Pathological N stage	in the TNM system, the pathological N stage (pN) is derived from the resection and examination of at least the lower axillary lymph nodes (level I) and reflects the involvement of lymph nodes by cancer; the classification pN0 is used if the lymph nodes are negative but the ordinarily examined number is not met21,22
Pathological T stage	the pathological T stage (pT) in the TNM staging system refers to the size of the tumor and how far it has grown into nearby tissues; it is part of the pathologic stage of cancer, which also considers the involvement of lymph nodes (N stage) and distant metastasis (M stage); the pathologic T stage is denoted with individual scores ranging from T0 to T423

The results show that for all comparisons, the beta-VAE performs equally well as a CNN model trained explicitly on each downstream task (Figure 3). The beta-VAE also performs equally well as radiomics features for all comparisons. The combined model of radiomics and beta-VAE by concatenating both feature vectors also performs at a similar level statistically to the baseline models and the beta-VAE model. When predicting the pathological T stage, the combined model achieved the highest average F1 score among all the models. The combined model of PyRadiomics and beta-VAE by concatenating both features also performs at a similar level statistically to the baseline models and the beta-VAE model. This emphasizes that the beta-VAE can capture relevant information about the lesions and further suggests that a beta-VAE trained in an unsupervised manner has potential as a general feature extractor for a wide range of downstream tasks.

Figure 3.

Boxplot comparison of F1 scores across four models on Stanford dataset: VAE, CNN, radiomics feature models, and combined radiomics-VAE features for multiple downstream labels

The beta-VAE models are built with the latent embeddings of the lesions extracted from the bottleneck layer as deep features, and XGBoost models are trained on those features to make predictions on each task. The CNNs are trained end to end using the Stanford dataset 3D images to predict the labels. The radiomics model is built by first extracting the radiomics features using the python package PyRadiomics and then using the XGBoost models to make predictions using the extracted features. The comparison is made by repeating each model using a 10-fold cross-validation strategy with stratification. t tests are performed to estimate the performance differences between beta-VAE and the other two models. The “ns” annotation indicates that the two models have no significant differences in performance. A) Boxplot comparison of F1 scores for KRAS mutation status; B) Boxplot comparison of F1 scores for EGFR mutation status; C) Boxplot comparison of F1 scores for Lymphovascular invasion D) Boxplot comparison of F1 scores for Pathological N stage; E) Boxplot comparison of F1 scores for Pathological T stage; F) Boxplot comparison of F1 scores for AJCC staging.

Discussion

We built an unsupervised lung lesion 3D CT patch VAE that leverages multi-institutional data, a beta-VAE. This model can successfully reconstruct lung lesion 3D volumes by representing these volumes in lower-dimensional embeddings in an unsupervised manner (Figure 4). These embeddings were demonstrated to be not only useful in medical image synthesis and interpolation but also when predicting downstream tasks of patients with cancer.

Figure 4.

The flowchart of the synthetic experiment

The largest and smallest patches were sampled from the Stanford dataset, from which the different vector was calculated. Using this vector, we “moved” the embeddings from a batch of randomly sampled lesions in the hyperspace. These “moved” patches were decoded and visualized.

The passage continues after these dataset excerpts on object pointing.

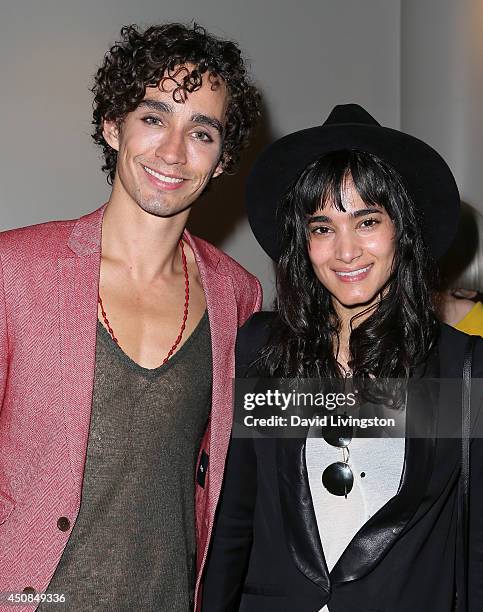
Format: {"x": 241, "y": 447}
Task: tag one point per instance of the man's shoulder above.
{"x": 45, "y": 239}
{"x": 221, "y": 260}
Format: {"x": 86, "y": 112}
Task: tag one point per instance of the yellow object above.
{"x": 472, "y": 323}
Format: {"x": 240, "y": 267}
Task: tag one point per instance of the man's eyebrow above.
{"x": 356, "y": 214}
{"x": 206, "y": 120}
{"x": 162, "y": 107}
{"x": 166, "y": 107}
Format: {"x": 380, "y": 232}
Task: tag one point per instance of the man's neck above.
{"x": 145, "y": 245}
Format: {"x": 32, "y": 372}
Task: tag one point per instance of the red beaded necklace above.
{"x": 185, "y": 314}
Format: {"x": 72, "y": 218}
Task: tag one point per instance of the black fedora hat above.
{"x": 426, "y": 175}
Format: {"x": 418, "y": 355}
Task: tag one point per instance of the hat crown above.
{"x": 349, "y": 113}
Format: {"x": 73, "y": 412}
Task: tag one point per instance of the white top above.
{"x": 338, "y": 518}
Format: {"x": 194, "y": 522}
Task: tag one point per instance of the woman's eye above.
{"x": 321, "y": 229}
{"x": 367, "y": 223}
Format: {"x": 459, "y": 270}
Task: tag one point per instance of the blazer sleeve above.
{"x": 232, "y": 535}
{"x": 475, "y": 561}
{"x": 4, "y": 348}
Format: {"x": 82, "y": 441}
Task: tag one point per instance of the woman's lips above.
{"x": 353, "y": 276}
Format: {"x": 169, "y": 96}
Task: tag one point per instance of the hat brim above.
{"x": 426, "y": 175}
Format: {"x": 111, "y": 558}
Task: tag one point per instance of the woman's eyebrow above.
{"x": 356, "y": 214}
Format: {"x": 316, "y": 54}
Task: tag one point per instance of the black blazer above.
{"x": 266, "y": 553}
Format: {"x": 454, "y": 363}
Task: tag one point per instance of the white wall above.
{"x": 306, "y": 56}
{"x": 442, "y": 84}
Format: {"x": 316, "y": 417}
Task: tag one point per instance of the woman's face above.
{"x": 352, "y": 251}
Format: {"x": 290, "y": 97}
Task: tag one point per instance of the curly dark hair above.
{"x": 142, "y": 58}
{"x": 398, "y": 334}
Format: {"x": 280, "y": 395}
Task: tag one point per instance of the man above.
{"x": 116, "y": 386}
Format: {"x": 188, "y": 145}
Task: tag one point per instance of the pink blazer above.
{"x": 48, "y": 317}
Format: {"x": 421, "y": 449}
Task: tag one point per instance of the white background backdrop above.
{"x": 414, "y": 64}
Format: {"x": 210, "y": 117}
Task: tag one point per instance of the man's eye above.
{"x": 320, "y": 229}
{"x": 203, "y": 136}
{"x": 152, "y": 120}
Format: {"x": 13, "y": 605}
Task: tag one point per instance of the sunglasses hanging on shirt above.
{"x": 337, "y": 477}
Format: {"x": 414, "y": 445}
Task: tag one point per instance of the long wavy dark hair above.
{"x": 143, "y": 58}
{"x": 398, "y": 333}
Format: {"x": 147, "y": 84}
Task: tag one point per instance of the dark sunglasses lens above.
{"x": 338, "y": 479}
{"x": 338, "y": 436}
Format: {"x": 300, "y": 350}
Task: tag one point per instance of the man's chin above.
{"x": 157, "y": 208}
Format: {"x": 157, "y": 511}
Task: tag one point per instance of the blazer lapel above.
{"x": 298, "y": 514}
{"x": 78, "y": 290}
{"x": 377, "y": 535}
{"x": 223, "y": 318}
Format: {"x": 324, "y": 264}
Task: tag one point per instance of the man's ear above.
{"x": 110, "y": 131}
{"x": 220, "y": 167}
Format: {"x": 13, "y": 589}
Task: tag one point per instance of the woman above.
{"x": 353, "y": 213}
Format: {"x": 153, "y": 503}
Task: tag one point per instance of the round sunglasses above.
{"x": 337, "y": 477}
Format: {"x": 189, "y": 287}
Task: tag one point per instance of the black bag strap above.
{"x": 464, "y": 485}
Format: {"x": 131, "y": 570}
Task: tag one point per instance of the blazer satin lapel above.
{"x": 78, "y": 290}
{"x": 298, "y": 514}
{"x": 376, "y": 537}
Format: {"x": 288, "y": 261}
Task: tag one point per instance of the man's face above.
{"x": 168, "y": 151}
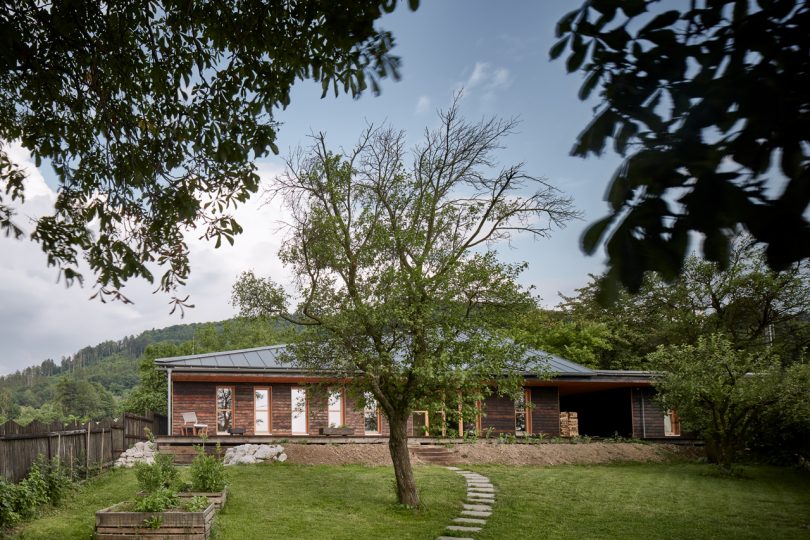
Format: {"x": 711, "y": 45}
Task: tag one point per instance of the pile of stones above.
{"x": 246, "y": 454}
{"x": 142, "y": 451}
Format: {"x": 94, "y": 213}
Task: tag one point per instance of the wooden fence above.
{"x": 84, "y": 447}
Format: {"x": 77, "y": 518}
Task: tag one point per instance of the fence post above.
{"x": 87, "y": 453}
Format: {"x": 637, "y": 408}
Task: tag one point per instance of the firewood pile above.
{"x": 569, "y": 424}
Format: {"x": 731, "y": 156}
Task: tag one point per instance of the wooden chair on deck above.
{"x": 190, "y": 424}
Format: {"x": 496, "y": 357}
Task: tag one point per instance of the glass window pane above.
{"x": 223, "y": 421}
{"x": 335, "y": 411}
{"x": 520, "y": 422}
{"x": 223, "y": 398}
{"x": 261, "y": 399}
{"x": 262, "y": 421}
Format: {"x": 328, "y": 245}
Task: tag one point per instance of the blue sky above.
{"x": 497, "y": 51}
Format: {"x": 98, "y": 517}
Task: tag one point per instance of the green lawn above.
{"x": 607, "y": 501}
{"x": 647, "y": 501}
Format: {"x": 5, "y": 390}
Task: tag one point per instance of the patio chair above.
{"x": 190, "y": 423}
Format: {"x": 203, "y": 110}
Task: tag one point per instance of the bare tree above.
{"x": 397, "y": 281}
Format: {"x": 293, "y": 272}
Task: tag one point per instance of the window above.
{"x": 371, "y": 416}
{"x": 335, "y": 409}
{"x": 298, "y": 402}
{"x": 224, "y": 409}
{"x": 672, "y": 424}
{"x": 420, "y": 424}
{"x": 262, "y": 398}
{"x": 522, "y": 414}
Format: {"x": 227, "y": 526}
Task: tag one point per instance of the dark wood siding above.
{"x": 498, "y": 414}
{"x": 546, "y": 411}
{"x": 648, "y": 418}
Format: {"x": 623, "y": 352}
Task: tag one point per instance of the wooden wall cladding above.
{"x": 546, "y": 411}
{"x": 648, "y": 417}
{"x": 499, "y": 414}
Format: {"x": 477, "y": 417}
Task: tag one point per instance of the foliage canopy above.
{"x": 151, "y": 114}
{"x": 707, "y": 100}
{"x": 399, "y": 287}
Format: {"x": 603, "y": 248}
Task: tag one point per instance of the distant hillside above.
{"x": 107, "y": 372}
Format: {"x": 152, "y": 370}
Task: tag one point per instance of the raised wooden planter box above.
{"x": 343, "y": 432}
{"x": 217, "y": 498}
{"x": 112, "y": 524}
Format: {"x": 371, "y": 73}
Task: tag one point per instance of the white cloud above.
{"x": 43, "y": 319}
{"x": 488, "y": 78}
{"x": 423, "y": 104}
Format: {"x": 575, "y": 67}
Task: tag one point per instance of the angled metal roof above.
{"x": 269, "y": 359}
{"x": 259, "y": 359}
{"x": 558, "y": 364}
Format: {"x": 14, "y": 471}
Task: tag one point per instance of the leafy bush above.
{"x": 36, "y": 491}
{"x": 157, "y": 501}
{"x": 207, "y": 472}
{"x": 45, "y": 483}
{"x": 160, "y": 474}
{"x": 197, "y": 503}
{"x": 8, "y": 504}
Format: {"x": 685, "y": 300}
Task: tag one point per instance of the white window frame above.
{"x": 335, "y": 415}
{"x": 218, "y": 409}
{"x": 294, "y": 410}
{"x": 269, "y": 410}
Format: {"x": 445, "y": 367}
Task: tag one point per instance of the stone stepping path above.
{"x": 477, "y": 508}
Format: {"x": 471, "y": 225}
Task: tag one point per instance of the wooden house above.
{"x": 251, "y": 392}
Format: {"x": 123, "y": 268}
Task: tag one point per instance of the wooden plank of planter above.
{"x": 219, "y": 498}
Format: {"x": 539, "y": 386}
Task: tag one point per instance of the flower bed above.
{"x": 115, "y": 523}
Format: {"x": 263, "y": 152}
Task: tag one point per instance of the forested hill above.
{"x": 101, "y": 375}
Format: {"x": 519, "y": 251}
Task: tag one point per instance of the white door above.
{"x": 299, "y": 411}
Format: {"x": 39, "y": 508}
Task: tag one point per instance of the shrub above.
{"x": 207, "y": 472}
{"x": 160, "y": 474}
{"x": 196, "y": 504}
{"x": 8, "y": 504}
{"x": 36, "y": 487}
{"x": 157, "y": 501}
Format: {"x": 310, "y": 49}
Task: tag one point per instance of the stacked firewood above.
{"x": 569, "y": 424}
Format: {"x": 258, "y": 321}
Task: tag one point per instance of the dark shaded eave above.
{"x": 262, "y": 363}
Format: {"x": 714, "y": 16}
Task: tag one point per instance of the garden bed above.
{"x": 217, "y": 498}
{"x": 115, "y": 523}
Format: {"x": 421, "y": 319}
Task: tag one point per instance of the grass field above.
{"x": 608, "y": 501}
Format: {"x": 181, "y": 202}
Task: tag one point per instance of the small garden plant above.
{"x": 46, "y": 483}
{"x": 207, "y": 472}
{"x": 158, "y": 482}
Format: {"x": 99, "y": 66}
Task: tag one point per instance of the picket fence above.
{"x": 82, "y": 447}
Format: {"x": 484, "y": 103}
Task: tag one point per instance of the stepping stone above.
{"x": 473, "y": 513}
{"x": 471, "y": 520}
{"x": 478, "y": 507}
{"x": 461, "y": 528}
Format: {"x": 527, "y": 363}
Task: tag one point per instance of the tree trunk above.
{"x": 400, "y": 456}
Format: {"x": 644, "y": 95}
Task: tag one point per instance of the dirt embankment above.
{"x": 495, "y": 453}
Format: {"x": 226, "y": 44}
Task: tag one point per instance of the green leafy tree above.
{"x": 400, "y": 289}
{"x": 152, "y": 112}
{"x": 755, "y": 306}
{"x": 583, "y": 341}
{"x": 722, "y": 393}
{"x": 706, "y": 101}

We evaluated various beta-VAE models, training them on multi-institutional datasets to optimize model selection and leverage dataset heterogeneity for improved performance. The reconstruction image quality results showed that adding heterogeneity to the training data (i.e., including more datasets) was beneficial to the model’s performance on the Stanford dataset. A model only trained on one cohort has the worst performance compared to models that were trained with more than one dataset (Figure 1D). This is a promising result, as it also suggests the power of pretraining a beta-VAE model and its potential to continue to improve if trained on more datasets. This is an important advantage of the beta-VAE compared to end-to-end CNN models, as the beta-VAE is trained in an unsupervised manner and does not need labels.

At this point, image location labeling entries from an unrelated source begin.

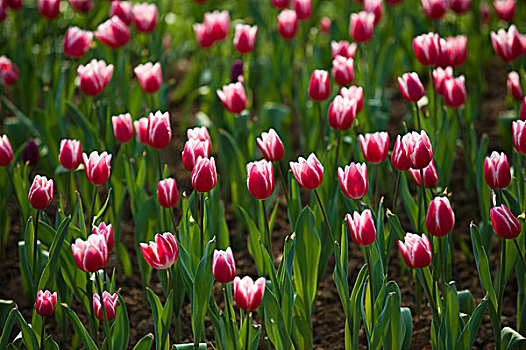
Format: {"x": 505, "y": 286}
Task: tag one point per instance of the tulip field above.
{"x": 262, "y": 174}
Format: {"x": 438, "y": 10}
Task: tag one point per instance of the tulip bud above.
{"x": 497, "y": 171}
{"x": 110, "y": 306}
{"x": 41, "y": 192}
{"x": 204, "y": 174}
{"x": 167, "y": 194}
{"x": 249, "y": 294}
{"x": 224, "y": 266}
{"x": 308, "y": 172}
{"x": 440, "y": 218}
{"x": 90, "y": 255}
{"x": 375, "y": 147}
{"x": 162, "y": 253}
{"x": 97, "y": 167}
{"x": 505, "y": 224}
{"x": 416, "y": 251}
{"x": 46, "y": 303}
{"x": 362, "y": 228}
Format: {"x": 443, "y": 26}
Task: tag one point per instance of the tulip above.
{"x": 342, "y": 112}
{"x": 505, "y": 224}
{"x": 110, "y": 306}
{"x": 245, "y": 38}
{"x": 162, "y": 253}
{"x": 70, "y": 155}
{"x": 90, "y": 255}
{"x": 194, "y": 149}
{"x": 41, "y": 192}
{"x": 49, "y": 8}
{"x": 375, "y": 147}
{"x": 411, "y": 87}
{"x": 167, "y": 194}
{"x": 105, "y": 231}
{"x": 224, "y": 266}
{"x": 150, "y": 76}
{"x": 320, "y": 85}
{"x": 94, "y": 77}
{"x": 440, "y": 218}
{"x": 362, "y": 228}
{"x": 418, "y": 149}
{"x": 233, "y": 97}
{"x": 114, "y": 33}
{"x": 159, "y": 129}
{"x": 77, "y": 41}
{"x": 204, "y": 174}
{"x": 353, "y": 180}
{"x": 271, "y": 146}
{"x": 8, "y": 71}
{"x": 430, "y": 176}
{"x": 123, "y": 10}
{"x": 247, "y": 293}
{"x": 6, "y": 151}
{"x": 497, "y": 171}
{"x": 97, "y": 167}
{"x": 308, "y": 172}
{"x": 361, "y": 26}
{"x": 46, "y": 303}
{"x": 287, "y": 24}
{"x": 454, "y": 92}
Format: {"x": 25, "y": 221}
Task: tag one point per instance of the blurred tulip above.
{"x": 247, "y": 293}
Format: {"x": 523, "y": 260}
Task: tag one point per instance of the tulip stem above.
{"x": 324, "y": 215}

Next, a visualization of the embeddings using UMAP showed that the model encodes lesion size. To more explicitly understand how the model captures size, we attempted to manipulate lesion size by calculating a difference vector from the smallest and largest lesions and then adding or subtracting the difference to images’ embeddings and reconstructing them by moving samples in the learned latent space. This analysis showed that synthesized images’ lesion sizes can be manipulated by simply moving the latent embeddings in the selected direction. This suggests that the beta-VAE can capture size, which can open several potential applications including synthetic data generation of lesions with different sizes and tumor growth modeling. Since the sizes are encoded in the latent space, it reveals the potential that more critical information, like new phenotypes or malignancy level, might also be captured, and these can be explored in the future using clustering or classification methods.

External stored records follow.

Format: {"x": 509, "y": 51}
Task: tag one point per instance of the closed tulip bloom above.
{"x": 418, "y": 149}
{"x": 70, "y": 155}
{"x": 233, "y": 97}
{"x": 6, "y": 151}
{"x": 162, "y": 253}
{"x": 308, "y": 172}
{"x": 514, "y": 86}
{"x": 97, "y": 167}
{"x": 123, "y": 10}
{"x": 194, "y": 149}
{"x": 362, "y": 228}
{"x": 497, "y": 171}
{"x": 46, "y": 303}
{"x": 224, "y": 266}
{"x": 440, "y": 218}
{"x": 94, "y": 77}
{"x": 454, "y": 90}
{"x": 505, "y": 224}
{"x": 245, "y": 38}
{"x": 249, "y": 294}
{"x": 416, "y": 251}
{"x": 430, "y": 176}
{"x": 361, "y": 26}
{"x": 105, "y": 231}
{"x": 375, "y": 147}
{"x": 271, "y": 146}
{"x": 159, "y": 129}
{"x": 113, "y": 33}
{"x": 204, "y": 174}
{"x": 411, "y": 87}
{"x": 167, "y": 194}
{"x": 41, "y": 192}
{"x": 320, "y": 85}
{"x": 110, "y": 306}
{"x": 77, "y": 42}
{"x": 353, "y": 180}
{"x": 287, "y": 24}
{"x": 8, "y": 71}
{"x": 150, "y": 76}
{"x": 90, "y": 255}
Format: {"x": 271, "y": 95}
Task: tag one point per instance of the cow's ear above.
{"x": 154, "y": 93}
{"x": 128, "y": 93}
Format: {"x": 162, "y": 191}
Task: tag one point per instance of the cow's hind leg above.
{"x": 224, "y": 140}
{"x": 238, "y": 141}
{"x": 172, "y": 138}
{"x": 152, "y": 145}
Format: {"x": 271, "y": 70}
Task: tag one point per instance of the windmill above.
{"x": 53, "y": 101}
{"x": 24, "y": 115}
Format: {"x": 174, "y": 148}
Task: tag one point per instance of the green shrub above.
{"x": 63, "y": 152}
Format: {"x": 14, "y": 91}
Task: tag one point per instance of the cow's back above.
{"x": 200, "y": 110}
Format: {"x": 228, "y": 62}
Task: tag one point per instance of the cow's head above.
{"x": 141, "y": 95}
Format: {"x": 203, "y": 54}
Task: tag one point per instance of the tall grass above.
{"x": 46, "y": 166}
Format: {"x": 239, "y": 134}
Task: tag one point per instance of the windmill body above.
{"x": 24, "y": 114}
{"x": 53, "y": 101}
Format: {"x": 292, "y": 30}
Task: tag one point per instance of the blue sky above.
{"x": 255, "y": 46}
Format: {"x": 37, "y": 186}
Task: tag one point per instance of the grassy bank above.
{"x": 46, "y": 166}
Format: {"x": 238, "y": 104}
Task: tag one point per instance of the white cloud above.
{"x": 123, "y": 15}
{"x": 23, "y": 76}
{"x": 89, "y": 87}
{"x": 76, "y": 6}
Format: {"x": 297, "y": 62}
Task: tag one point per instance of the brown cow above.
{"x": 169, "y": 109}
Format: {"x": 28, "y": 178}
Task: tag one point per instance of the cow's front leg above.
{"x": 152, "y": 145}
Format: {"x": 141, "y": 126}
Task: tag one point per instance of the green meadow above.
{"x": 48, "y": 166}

Finally, we explored the use of the beta-VAE embedding in downstream tasks for a lung cancer cohort. We tested the beta-VAE on several clinically meaningful labels including mutation prediction and pathological characteristics. We compared the beta-VAE with two popular approaches in prediction tasks of medical imaging: a radiomic model, which uses predefined features, and an end-to-end supervised CNN model trained separately for each single task. In most of the cases (6 out of 7; on 1 task, none of the 3 models were able to yield predictions better than random guess), the beta-VAE model shows non-inferior performance compared to either of the two baseline models. It is important to note that for downstream task predictions, the beta-VAE model has the potential to be further optimized and gain higher performance when trained with additional data without much manual labeling; while radiomic models rely on predefined features that may inherently limit their potential compared to data-driven approaches like deep learning, it is important to note that their performance can still be improved with more samples. Additionally, CNN models need high-quality labels for all the data they are trained on, which is time and human-resource consuming, and need to be retrained for each task. After training the beta-VAE, when there is a need to build a model for a new task, the beta-VAE models can be used as a powerful feature extractor, and a traditional machine learning approach can be used to predict the task.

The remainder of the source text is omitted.